Now, I know that a lot of people at OccupyWallStreet don’t much care for pharma.   I know it takes a lot of milk of human kindness to love us but try, people, try.  It’s really important that you try to understand this problem.  Because if there was ever an industry that needed to be liberated from Wall Street it would have to be pharmaceutical research.  Wall Street and pharmaceutical research are about as incompatible as two entities can get.  Wall Street is all about short term profits and paying the shareholder.  Pharma research “used” to be about developing cures through science and long term committments.  The Wall Street crew does not care if there is a research industry left in this country.  It is not interested in your excuses that research takes time and human organisms and their cells are very complex.  They are deaf to the pleas that we are being squeezed by the FDA to make our imperfect drugs perfect and need to carry out more and more expensive clinical trials that will cause some drugs to fail to advance.  All Wall Street cares about is whether the quarterly estimate will be hit or not.  And the MBAs who populate pharma’s corporate office suites are there to see that it is done.  That’s why they make the big bucks.

This is an opportunity, occupywallst, to take pharma back and make it work for the public.  Don’t pass this one up.

Moving on to cures of a different kind:

The people at ApartmentTherapy are starting the 20/20 Home Cure on Monday.  It’s 20 minutes a day for 20 days.  Each day features a different project to get your house back in shape.  You can sign up at ApartmentTherapy on Monday.  Here’s Maxwell’s introduction video to explain what it’s about.  If you are a bit more ambitious and need more structure in your home clean up routine, check out the 20 minutes for 30 days plan.  You can add these tasks to your favorite productivity tool (I’m testing out Home Routines for the iPad) and they can come up on a regular basis.  I have heard that if you do something for 21 days, you’re more likely to make it a lasting habit.  So, if you’re like me and you spend  a bit too much time hunched behind your computer, join ApartmentTherapy on Monday for the Home Cure.

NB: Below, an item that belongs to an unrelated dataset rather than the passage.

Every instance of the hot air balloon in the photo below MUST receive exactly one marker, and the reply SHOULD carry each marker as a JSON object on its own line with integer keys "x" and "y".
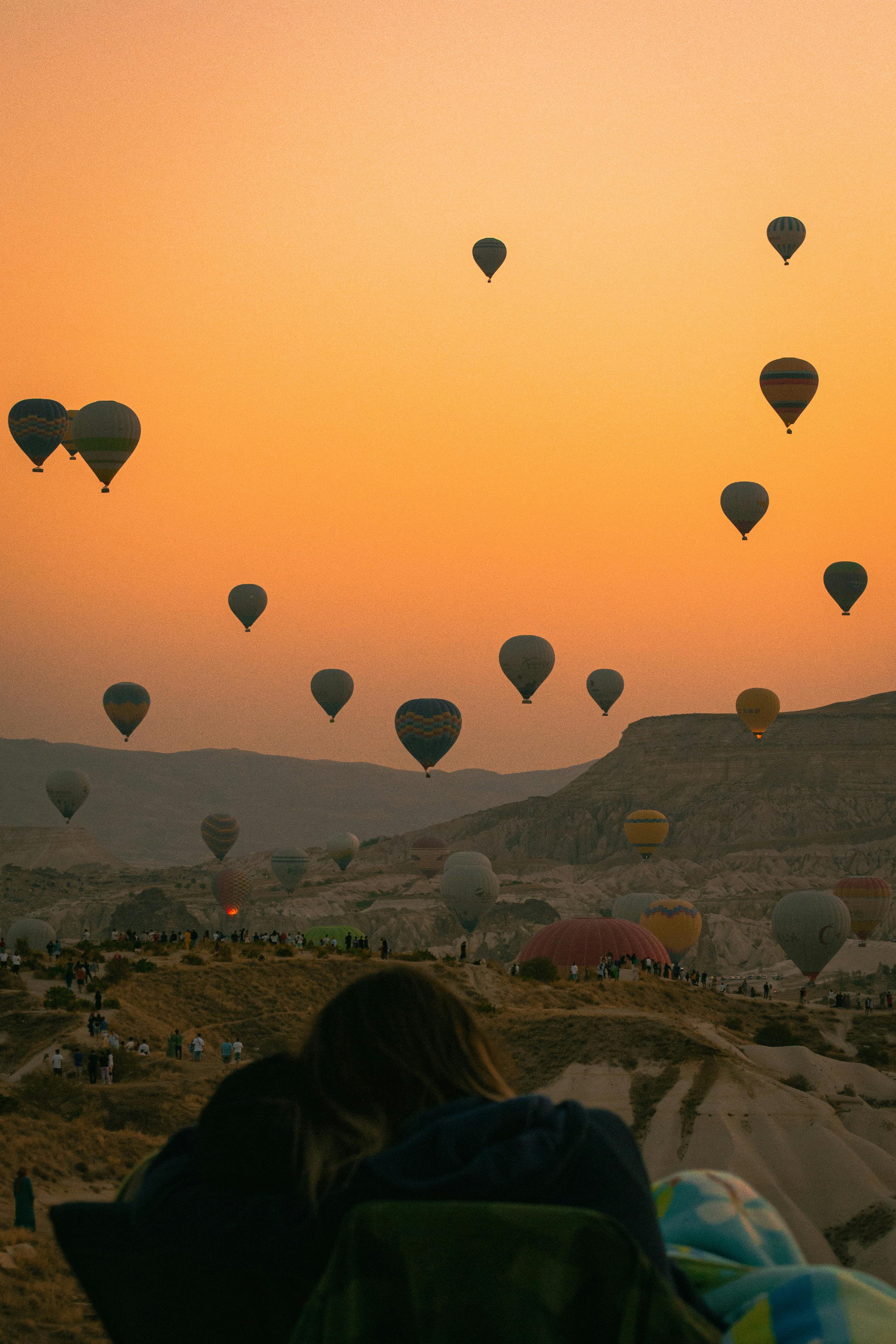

Apartmenttherapy is just a great site to add to your daily routine anyway.  If you’re looking for a way to change your home environment in some way, they have the answers, ideas, DIY projects and plenty of design inspirations from people on budgets, updated frequently throughout the day.  They have several sibling sites too that cover everything from renesting, food, and parenting to planning your next high tech gadgets.  Another blog of visual relief for the home is Design*Sponge by Grace Bonney and her crew.  Highly recommended.

On the menu for a cool fall evening, Roast Pumpkin with Cheese Fondue.  I made this last year.  Dead simple to assemble, delicious.  Should be served in front of a toasty fire with salad and a crisp white wine.  Yummm.